Monsieur [F] architecte se voit désigner une mission complète maîtrise d’oeuvre et la police dommages ouvrage est souscrite auprès de GROUPAMA. La société LEGENDRE débute les travaux du lot “gros oeuvre”.
Préalablement aux travaux de construction et de réhabilitation, des travaux de désamiantage et construction et démolition sont réalisés (demande de permis de démolir déposé en Mairie le 1er février 2002 avec arrêté d’autorisation du 4 juin 2002 transféré ensuite de la société PROMOCIL à la SCICV [Adresse 28] le 9 décembre 2002.) Les travaux de démolition sont réalisés par SECHE REALISATIONS devenue SECHE ECO SERVICES sous la maîtrise d’oeuvre de Monsieur [F] pour lesquels le bureau VERITAS intervient en qualité de contrôleur technique.
Les travaus de démolition sont réceptionnés avec réserves le 10 octobre 2003.
Suite à désordres, une ordonnance de référés en date du 10 juin 2015 ordonne une expertise judiciaire au cours de laquelle une solution de confortement est mise en oeuvre à cause d’un risque d’effondrement d’un mur dont la prise en charge est effectuée par GROUPAMA pour un montant total de 197 424 euros TTC.

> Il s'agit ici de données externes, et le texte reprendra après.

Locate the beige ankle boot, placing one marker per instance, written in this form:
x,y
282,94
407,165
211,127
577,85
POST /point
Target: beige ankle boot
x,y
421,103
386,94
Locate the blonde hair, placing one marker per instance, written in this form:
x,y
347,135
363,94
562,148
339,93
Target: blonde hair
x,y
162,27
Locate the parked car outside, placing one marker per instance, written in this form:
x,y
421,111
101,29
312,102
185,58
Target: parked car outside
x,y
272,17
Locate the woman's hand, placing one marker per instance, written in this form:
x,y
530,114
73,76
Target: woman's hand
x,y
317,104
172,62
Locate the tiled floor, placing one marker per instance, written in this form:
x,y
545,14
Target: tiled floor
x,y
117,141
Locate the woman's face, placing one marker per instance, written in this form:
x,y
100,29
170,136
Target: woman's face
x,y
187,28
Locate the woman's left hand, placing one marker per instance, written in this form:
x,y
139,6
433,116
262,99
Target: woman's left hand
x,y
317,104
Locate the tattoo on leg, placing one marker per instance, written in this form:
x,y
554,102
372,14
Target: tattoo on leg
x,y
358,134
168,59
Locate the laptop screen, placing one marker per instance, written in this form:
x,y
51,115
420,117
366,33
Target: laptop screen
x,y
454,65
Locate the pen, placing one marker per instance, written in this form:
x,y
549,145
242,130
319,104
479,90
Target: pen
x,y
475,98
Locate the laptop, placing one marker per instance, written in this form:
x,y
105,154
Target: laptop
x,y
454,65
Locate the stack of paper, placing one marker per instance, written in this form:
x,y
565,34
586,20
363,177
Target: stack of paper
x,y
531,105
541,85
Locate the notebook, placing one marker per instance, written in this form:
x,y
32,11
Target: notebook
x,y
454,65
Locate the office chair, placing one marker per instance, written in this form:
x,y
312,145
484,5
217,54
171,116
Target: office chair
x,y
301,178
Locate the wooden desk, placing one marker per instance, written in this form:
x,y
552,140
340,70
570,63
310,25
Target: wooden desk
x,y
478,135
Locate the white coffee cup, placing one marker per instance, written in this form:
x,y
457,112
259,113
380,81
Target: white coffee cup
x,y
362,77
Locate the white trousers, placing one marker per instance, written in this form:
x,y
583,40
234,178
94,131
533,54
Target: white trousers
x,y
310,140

Diverses autres ordonnances étendent la mission d’expertise à SECHE ECO SERVICES en qualité de démolisseur de l’ouvrage précédent, l’AUXILIAIRE en qualité d’assureur de CONSEIL STRUCTURE [Localité 25], la société FISCHI CHRISTIAN INGENERIE DECONSTRUCTION, la société BUREAU VERITAS, la société EURO-PREFA en qualité de sous traitant de la société LEGENDRE OUEST, la SMABTP en qualité d’assureur RC et décennal de la SCCV DU [Adresse 28], la société AXA en qualité d’assureur de la société SECHE ECO SERVICE, le Syndicat des copropriétaires du [Adresse 27]Horloge et les époux [H], sachant que la SCIV du [Adresse 28] a fait l’objet d’une transmission universelle de son patrimoine de la SNC [Adresse 5] laquelle a fait l’objet d’une transmission universelle de son patrimoine vers la société PROMOCIL.
Suite au dépôt du rapport d’expertise du 31 juillet 2019, par actes du 4, 5, 6, 7, 8, 11, 20 mars 2019, le [Adresse 44] [Adresse 35] (volume 1) et le Syndicat des Copropriétaires de la Résidence [Adresse 35] (volume 2) assignent les différents intervenants aux fins de se voir indemniser des préjudices qu’ils estiment avoir subis.
Les époux [H] sont intervenants volontaires.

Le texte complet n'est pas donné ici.